[AIP Distinguished Lecture] Talk by Prof. Adi Shamir (Weizmann Institute of Science) on "Deep Neural Cryptography"
This talk will be held in a hybrid format, both in person at AIP Open Space of RIKEN AIP (Nihonbashi office) and online by Zoom. AIP Open Space: *only available to AIP researchers.
DATE & TIME
January 16, 2026: 10:30 am - 11:30 am (JST)
TITLE
Deep Neural Cryptography
SPEAKER
Prof. Adi Shamir (Weizmann Institute of Science)
ABSTRACT
The wide adoption of deep neural networks (DNNs) raises the question of how can we equip them with a desired cryptographic functionality (e.g, to decrypt an encrypted input, to verify that this input is authorized, or to hide a secure watermark in the output).

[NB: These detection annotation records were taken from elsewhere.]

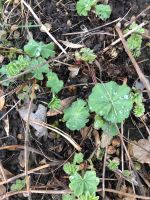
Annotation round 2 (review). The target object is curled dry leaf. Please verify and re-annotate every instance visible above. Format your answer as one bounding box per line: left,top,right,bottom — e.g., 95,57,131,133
0,89,5,110
60,40,84,49
47,96,76,117
132,139,150,164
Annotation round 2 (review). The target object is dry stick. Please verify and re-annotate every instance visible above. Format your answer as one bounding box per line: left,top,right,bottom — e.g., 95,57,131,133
0,164,51,185
30,120,81,151
102,22,148,53
0,54,65,84
116,26,150,97
102,145,108,198
21,0,67,54
1,188,150,200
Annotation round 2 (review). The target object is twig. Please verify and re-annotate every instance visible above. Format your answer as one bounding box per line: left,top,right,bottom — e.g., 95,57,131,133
0,164,51,185
116,26,150,97
1,188,150,200
102,22,147,53
24,81,35,196
21,0,67,54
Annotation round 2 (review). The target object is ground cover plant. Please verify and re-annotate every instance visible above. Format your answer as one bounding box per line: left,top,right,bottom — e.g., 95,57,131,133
0,0,150,200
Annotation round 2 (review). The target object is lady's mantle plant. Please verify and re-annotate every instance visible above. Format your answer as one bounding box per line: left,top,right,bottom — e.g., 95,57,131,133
63,81,144,136
63,153,99,200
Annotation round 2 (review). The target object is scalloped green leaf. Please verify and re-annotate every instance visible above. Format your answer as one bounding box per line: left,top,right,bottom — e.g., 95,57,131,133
95,4,112,21
69,171,99,196
88,81,133,123
76,0,96,16
46,71,64,93
63,99,89,131
30,57,50,80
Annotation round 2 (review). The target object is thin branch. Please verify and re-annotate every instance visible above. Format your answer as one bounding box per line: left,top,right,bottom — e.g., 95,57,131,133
102,22,147,53
22,0,67,54
116,26,150,97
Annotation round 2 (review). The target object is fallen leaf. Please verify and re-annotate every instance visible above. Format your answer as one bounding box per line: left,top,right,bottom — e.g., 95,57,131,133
47,96,76,117
18,104,48,137
132,139,150,164
3,115,9,137
60,40,84,49
0,89,5,110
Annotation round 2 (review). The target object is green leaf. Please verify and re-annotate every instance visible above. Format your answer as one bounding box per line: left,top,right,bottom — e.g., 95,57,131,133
46,71,64,93
133,103,145,117
127,33,142,57
10,179,26,191
95,4,112,21
24,39,55,58
75,48,96,63
73,153,83,164
88,81,132,123
107,160,120,171
48,95,61,110
76,0,96,16
63,162,78,175
30,57,50,80
94,115,104,130
63,99,89,131
124,22,145,57
69,171,99,196
102,121,119,136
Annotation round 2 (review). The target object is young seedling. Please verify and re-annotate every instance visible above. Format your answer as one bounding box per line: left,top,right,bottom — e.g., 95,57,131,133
63,153,99,200
75,48,96,64
10,179,26,191
125,22,144,57
76,0,112,21
63,99,89,131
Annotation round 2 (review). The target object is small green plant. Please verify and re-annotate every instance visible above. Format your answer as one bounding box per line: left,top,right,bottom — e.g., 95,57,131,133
10,179,26,191
76,0,96,16
63,99,89,131
76,0,112,21
48,94,61,110
95,4,112,21
63,153,99,200
0,39,63,93
46,71,64,93
131,88,145,117
75,48,96,63
125,22,144,57
88,81,132,123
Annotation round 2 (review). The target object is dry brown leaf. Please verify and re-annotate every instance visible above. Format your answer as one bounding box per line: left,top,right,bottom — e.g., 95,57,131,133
68,67,80,78
60,40,84,49
0,185,6,196
132,139,150,164
47,96,76,117
3,115,9,137
0,89,5,110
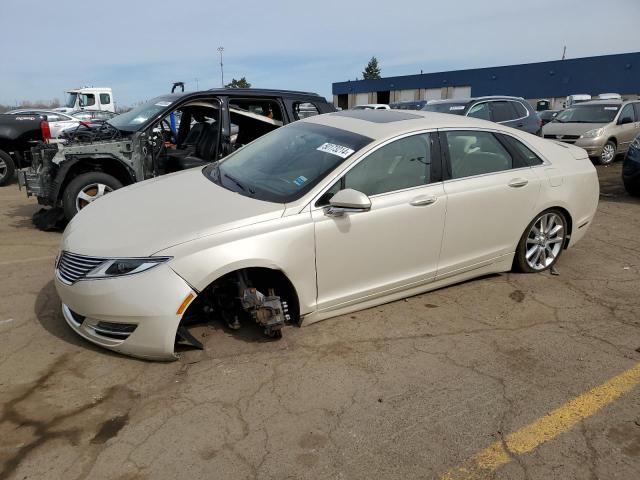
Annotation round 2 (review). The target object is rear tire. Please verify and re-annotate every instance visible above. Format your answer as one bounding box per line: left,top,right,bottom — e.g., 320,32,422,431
62,172,123,220
513,208,568,273
598,140,618,165
0,150,16,187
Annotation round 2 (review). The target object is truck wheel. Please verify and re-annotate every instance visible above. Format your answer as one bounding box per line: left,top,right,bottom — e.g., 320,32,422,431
0,150,16,187
62,172,123,220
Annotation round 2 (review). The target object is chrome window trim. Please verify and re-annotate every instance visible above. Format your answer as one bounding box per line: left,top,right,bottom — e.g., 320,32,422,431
464,98,531,125
302,128,442,212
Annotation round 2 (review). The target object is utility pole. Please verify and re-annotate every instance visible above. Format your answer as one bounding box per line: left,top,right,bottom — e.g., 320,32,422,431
218,47,224,88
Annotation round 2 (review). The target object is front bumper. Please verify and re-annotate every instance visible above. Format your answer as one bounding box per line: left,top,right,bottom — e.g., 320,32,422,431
55,264,195,360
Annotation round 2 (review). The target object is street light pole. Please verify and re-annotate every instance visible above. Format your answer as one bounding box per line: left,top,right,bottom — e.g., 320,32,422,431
218,47,224,88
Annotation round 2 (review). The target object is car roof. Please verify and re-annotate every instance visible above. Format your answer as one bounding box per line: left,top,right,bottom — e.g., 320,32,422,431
432,95,524,103
296,110,512,140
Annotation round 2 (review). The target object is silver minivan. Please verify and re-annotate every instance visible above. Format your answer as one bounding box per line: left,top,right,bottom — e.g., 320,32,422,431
542,100,640,165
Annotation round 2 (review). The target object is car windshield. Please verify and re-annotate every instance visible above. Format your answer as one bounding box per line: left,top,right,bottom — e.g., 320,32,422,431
422,102,467,115
204,122,373,203
64,92,78,108
553,105,620,123
108,97,174,132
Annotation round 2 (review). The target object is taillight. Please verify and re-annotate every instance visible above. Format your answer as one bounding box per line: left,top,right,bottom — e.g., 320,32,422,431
40,121,51,142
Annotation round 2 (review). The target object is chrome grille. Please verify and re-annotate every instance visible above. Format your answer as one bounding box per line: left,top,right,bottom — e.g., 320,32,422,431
56,252,107,284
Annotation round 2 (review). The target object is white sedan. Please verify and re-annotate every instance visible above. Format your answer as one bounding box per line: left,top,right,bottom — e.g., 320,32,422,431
55,110,599,360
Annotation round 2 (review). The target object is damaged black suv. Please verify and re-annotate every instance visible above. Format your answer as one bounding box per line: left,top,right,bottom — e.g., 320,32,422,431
18,89,335,220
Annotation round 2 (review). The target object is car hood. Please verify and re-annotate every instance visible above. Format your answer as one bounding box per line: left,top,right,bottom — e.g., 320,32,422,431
542,122,609,135
61,168,284,257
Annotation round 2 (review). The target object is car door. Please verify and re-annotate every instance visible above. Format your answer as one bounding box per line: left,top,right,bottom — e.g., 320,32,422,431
437,129,540,278
615,103,638,153
312,133,446,310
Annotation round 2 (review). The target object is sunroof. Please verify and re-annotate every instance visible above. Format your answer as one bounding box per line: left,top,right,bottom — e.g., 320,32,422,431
333,109,423,123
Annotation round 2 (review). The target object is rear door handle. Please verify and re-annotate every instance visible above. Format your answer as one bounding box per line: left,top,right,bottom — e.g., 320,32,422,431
409,195,438,207
509,178,529,188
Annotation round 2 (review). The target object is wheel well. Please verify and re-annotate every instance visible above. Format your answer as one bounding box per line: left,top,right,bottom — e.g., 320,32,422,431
184,267,300,321
58,158,135,198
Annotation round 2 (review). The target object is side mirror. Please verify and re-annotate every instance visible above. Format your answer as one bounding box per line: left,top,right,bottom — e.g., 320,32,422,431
324,188,371,217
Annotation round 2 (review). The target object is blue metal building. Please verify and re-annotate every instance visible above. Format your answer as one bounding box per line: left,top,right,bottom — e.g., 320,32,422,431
333,52,640,108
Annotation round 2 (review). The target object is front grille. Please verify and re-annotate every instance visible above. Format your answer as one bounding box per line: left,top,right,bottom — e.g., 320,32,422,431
56,252,107,284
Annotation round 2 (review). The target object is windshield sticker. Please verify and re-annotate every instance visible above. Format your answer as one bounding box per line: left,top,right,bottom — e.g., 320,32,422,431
318,143,355,158
293,175,308,187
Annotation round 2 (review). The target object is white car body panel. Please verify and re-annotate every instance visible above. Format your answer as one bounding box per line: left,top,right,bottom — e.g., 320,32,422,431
56,112,599,359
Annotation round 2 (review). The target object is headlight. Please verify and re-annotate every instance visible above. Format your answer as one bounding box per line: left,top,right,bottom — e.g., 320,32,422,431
85,257,173,278
580,128,604,138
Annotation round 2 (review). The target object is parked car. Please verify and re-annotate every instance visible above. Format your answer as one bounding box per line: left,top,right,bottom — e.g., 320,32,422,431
622,135,640,197
351,103,390,110
389,100,427,110
55,110,599,360
422,96,541,135
538,110,560,127
18,89,335,219
542,100,640,165
0,113,51,187
7,108,80,138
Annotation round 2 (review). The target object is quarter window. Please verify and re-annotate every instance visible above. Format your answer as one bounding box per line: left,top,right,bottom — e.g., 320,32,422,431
491,101,517,122
620,103,635,122
511,102,529,118
444,131,513,178
467,102,491,120
332,134,431,195
293,102,320,120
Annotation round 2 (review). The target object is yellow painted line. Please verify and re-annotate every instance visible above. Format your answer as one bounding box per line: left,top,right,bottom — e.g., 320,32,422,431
0,255,56,267
441,363,640,480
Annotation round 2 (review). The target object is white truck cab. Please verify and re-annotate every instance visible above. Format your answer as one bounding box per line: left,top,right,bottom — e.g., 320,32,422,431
56,87,116,113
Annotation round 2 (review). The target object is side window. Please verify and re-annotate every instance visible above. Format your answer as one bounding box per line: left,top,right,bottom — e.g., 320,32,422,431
491,101,519,122
620,103,635,122
293,102,320,120
340,134,431,195
511,102,529,118
499,134,543,168
467,102,491,120
444,131,513,178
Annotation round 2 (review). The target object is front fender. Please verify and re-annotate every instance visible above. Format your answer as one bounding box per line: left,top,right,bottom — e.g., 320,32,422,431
156,211,317,315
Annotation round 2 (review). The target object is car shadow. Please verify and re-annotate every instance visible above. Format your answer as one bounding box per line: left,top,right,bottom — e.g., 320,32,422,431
34,280,121,357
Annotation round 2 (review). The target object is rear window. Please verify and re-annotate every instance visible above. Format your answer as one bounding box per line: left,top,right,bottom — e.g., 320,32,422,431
422,102,467,115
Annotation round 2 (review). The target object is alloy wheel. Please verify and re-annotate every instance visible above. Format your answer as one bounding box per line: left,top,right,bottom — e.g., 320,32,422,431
600,143,616,165
525,212,565,271
76,183,113,211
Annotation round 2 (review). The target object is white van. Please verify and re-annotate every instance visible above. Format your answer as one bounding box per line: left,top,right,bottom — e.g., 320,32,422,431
56,87,116,113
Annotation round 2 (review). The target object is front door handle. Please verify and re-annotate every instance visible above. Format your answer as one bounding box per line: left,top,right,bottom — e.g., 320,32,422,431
409,195,438,207
509,178,529,188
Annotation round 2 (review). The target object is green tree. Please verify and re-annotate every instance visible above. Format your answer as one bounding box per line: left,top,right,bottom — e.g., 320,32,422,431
225,77,251,88
362,57,380,80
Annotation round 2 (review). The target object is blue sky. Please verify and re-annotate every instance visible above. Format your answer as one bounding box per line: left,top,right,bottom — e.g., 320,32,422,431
0,0,640,105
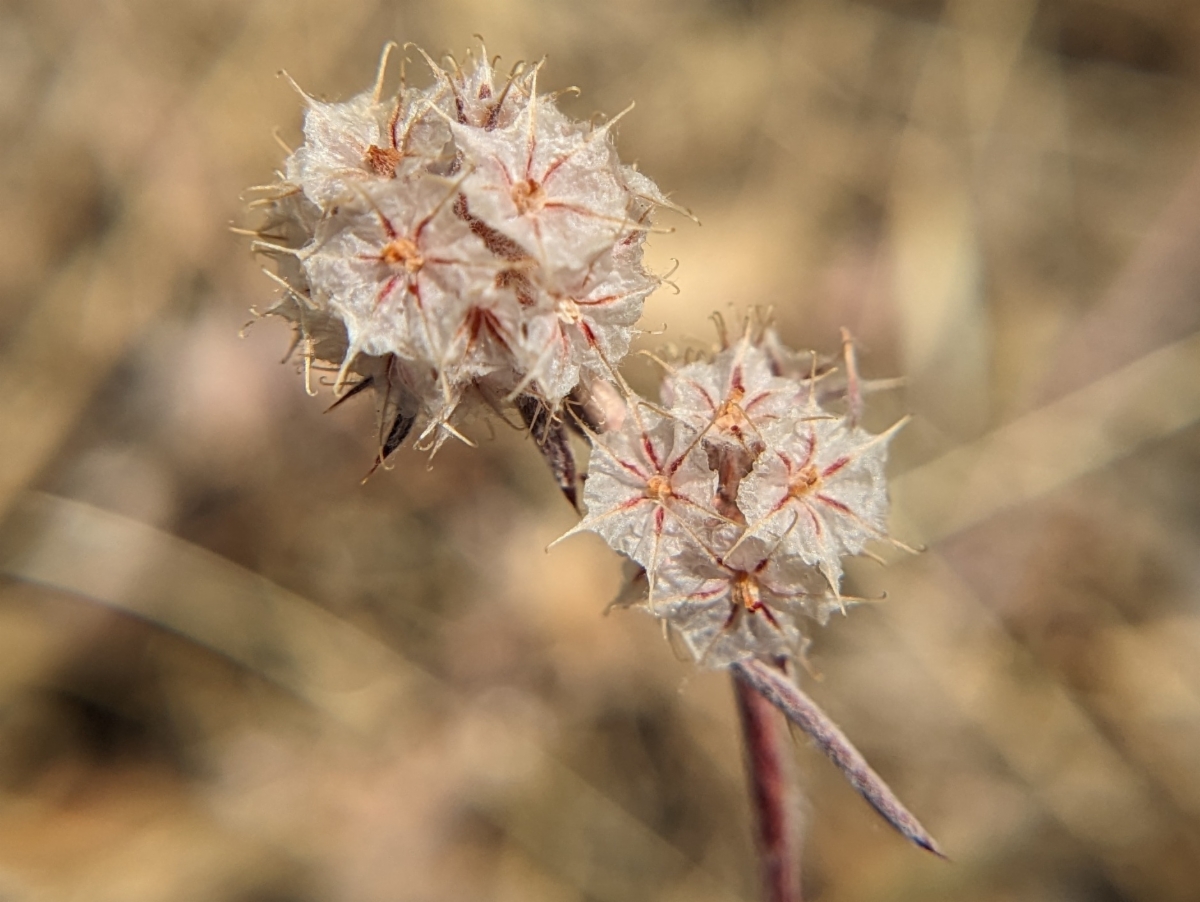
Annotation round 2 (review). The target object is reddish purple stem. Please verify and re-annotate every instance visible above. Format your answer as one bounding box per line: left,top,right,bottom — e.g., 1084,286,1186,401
730,660,946,858
733,671,802,902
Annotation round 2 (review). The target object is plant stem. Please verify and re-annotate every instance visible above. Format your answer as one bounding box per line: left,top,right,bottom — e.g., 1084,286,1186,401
733,671,802,902
730,660,946,858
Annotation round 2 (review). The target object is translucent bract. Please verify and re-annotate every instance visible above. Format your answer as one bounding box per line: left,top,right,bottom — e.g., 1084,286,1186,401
256,42,667,449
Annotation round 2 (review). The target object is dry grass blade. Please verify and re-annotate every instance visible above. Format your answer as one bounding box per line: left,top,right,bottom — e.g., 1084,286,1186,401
731,661,946,858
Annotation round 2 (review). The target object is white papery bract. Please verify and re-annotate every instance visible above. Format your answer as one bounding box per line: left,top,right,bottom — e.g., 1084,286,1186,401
249,47,668,447
738,404,893,591
572,324,899,667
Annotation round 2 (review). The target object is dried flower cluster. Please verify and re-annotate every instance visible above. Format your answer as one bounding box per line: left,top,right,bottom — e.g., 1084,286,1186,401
248,46,668,456
568,323,902,667
256,48,895,667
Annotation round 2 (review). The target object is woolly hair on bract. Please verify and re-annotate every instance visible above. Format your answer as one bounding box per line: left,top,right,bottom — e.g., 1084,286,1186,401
564,320,904,668
254,44,678,450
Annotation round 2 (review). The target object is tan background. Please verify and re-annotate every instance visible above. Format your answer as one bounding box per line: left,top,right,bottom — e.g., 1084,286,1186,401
0,0,1200,902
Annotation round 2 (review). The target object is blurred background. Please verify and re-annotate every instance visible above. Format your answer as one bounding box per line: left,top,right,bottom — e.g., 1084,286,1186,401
0,0,1200,902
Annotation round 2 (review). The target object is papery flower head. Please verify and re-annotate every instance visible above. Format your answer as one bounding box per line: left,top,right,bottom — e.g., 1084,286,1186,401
568,320,902,667
243,44,686,458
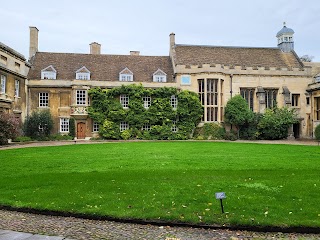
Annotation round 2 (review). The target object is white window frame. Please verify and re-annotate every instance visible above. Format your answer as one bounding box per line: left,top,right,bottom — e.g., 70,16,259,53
170,95,178,109
142,96,151,109
0,75,7,94
92,121,99,132
60,118,70,133
181,75,191,85
120,94,129,108
76,72,90,80
120,121,129,132
119,74,133,82
14,79,20,97
76,90,87,106
39,92,49,107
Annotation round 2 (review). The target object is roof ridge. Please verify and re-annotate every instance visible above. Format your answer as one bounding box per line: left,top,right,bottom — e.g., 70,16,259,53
176,44,280,50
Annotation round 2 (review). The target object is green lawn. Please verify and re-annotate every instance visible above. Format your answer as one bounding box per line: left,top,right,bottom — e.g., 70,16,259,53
0,141,320,227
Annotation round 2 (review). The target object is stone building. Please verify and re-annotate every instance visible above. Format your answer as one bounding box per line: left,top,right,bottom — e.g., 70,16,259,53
0,42,30,121
27,25,320,138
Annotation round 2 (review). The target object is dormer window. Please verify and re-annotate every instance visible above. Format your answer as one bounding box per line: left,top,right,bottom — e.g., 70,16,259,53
41,65,57,79
76,66,90,80
119,68,133,82
153,68,167,82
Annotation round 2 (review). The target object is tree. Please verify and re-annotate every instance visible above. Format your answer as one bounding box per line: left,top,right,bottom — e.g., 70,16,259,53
224,95,253,136
23,110,53,139
0,112,20,145
258,107,297,140
300,54,314,62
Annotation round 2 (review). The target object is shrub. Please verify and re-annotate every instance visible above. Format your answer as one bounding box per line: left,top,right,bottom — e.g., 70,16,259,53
314,125,320,141
23,110,53,141
0,112,20,145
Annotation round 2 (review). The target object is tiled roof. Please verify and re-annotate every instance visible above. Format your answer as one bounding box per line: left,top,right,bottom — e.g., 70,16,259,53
175,44,303,68
28,52,173,82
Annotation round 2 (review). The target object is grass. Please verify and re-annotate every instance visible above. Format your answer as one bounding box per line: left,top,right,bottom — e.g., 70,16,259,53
0,142,320,227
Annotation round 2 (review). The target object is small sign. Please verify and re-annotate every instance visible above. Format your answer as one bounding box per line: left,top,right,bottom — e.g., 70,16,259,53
216,192,226,199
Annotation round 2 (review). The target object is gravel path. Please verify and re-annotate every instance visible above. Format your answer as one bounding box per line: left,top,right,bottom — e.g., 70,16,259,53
0,210,320,240
0,140,320,240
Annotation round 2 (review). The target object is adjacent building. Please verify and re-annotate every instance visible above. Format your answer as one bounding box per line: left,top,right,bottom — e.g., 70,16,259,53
0,42,30,121
26,24,320,138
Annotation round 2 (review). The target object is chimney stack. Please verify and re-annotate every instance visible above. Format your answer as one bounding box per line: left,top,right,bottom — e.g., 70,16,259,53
29,27,39,59
90,42,101,54
130,51,140,56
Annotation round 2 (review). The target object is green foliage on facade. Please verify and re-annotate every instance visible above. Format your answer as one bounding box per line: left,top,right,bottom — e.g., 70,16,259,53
0,112,20,145
23,110,53,140
314,125,320,141
88,84,203,140
258,107,297,140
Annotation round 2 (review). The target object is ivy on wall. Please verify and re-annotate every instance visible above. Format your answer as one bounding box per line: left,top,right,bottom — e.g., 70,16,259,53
88,84,203,140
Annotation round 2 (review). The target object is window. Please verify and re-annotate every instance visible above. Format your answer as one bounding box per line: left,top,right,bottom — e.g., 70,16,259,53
141,123,151,131
92,121,99,132
153,68,167,82
291,94,300,107
171,120,178,132
264,89,278,108
77,90,87,105
181,75,191,85
120,122,129,132
14,79,20,97
142,96,151,108
119,68,133,82
198,79,204,105
170,95,178,109
76,66,90,80
120,94,129,108
206,79,218,122
306,97,310,105
240,88,254,111
0,75,7,94
39,93,49,107
0,55,8,65
60,118,69,132
14,62,20,71
314,97,320,120
41,65,57,79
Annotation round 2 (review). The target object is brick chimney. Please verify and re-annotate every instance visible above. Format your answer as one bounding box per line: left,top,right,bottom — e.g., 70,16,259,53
29,27,39,59
130,51,140,56
90,42,101,54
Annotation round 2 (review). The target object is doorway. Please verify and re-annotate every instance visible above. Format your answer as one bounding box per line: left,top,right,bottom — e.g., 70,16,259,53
77,122,86,139
293,123,300,138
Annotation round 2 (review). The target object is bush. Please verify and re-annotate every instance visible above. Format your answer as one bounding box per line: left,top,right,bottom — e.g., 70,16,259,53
0,112,20,145
193,123,225,140
258,107,297,140
23,110,53,141
314,125,320,141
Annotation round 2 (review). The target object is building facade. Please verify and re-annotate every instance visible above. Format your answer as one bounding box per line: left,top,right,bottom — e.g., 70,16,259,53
0,42,30,122
26,25,320,139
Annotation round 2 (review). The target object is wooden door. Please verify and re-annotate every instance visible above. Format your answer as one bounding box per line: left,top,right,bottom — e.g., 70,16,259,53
77,122,86,139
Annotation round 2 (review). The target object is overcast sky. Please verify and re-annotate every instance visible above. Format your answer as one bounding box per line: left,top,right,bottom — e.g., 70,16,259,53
0,0,320,62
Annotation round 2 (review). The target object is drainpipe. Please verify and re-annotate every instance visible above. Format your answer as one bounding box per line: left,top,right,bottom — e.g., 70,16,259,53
230,74,233,98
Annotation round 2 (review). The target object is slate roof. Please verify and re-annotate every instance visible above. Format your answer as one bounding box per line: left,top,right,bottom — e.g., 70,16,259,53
175,44,303,68
28,52,173,82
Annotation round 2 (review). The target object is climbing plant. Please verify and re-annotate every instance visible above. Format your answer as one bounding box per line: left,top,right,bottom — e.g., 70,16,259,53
88,84,203,140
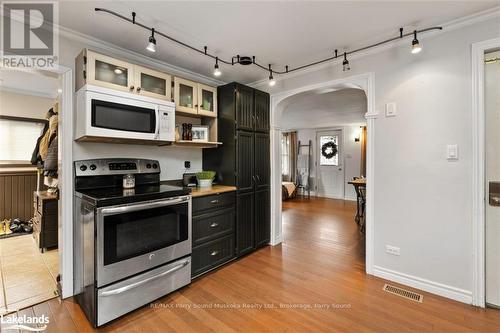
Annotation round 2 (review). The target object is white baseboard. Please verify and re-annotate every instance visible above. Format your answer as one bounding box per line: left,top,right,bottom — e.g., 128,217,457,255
373,265,472,304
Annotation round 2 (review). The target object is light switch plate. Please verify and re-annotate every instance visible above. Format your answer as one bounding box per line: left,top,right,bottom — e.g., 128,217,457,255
385,102,397,117
446,145,458,161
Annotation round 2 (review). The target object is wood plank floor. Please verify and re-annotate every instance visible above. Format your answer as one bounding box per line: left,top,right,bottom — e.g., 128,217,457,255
4,199,500,333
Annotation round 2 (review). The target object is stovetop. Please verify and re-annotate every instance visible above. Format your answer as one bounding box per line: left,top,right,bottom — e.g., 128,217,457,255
75,184,190,207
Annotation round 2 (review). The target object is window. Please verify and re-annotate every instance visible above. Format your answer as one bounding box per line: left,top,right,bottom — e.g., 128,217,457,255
0,117,44,162
319,135,339,166
281,135,290,176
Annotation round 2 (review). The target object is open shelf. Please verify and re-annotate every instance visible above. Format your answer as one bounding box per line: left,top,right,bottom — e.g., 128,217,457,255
172,140,222,148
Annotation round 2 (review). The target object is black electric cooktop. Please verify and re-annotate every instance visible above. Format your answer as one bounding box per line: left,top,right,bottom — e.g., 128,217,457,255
76,184,190,207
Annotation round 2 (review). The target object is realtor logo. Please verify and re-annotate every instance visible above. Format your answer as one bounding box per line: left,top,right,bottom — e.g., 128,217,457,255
0,2,58,68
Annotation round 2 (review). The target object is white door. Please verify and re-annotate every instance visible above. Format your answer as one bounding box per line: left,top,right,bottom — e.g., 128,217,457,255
484,52,500,307
316,130,344,199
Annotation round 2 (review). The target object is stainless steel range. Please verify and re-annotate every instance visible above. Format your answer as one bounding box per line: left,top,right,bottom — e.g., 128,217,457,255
74,159,191,326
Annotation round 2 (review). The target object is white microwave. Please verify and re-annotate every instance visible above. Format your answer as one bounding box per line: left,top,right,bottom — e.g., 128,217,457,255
75,85,175,143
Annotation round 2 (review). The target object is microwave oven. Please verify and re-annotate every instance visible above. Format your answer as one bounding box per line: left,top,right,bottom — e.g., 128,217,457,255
75,85,175,143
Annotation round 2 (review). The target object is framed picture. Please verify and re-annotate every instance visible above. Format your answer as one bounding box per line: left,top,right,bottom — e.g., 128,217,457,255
191,125,208,142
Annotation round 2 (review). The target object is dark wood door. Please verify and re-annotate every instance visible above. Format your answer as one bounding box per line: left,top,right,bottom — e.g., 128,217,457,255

The problem is that cryptographic primitives are typically designed to run on digital computers that use Boolean gates to map sequences of bits to sequences of bits, whereas DNNs are a special type of analog computer that uses linear mappings and ReLUs to map vectors of real numbers to vectors of real numbers. This discrepancy between the discrete and continuous computational models raises the question of what is the best way to implement standard cryptographic primitives as DNNs, and whether DNN implementations of secure cryptosystems remain secure in the new setting, in which an attacker can ask the DNN to process a message whose ``bits'' are arbitrary real numbers. In this talk I will lay the foundations of this new theory, defining the meaning of correctness and security for implementations of cryptographic primitives as ReLU-based DNNs. I will then show that the natural implementations of block ciphers as DNNs can be broken in linear time by using such nonstandard inputs. We tested our attack in the case of full round AES-128, and had 100% success rate in finding 1000 randomly chosen keys. Finally, I will describe a new method for implementing any desired cryptographic functionality as a standard ReLU-based DNN in a provably secure and correct way. The new protective technique has very low overhead (a constant number of additional layers and a linear number of additional neurons), and is completely practical.
Joint work with David Gerault, Anna Hambitzer and Eyal Ronen.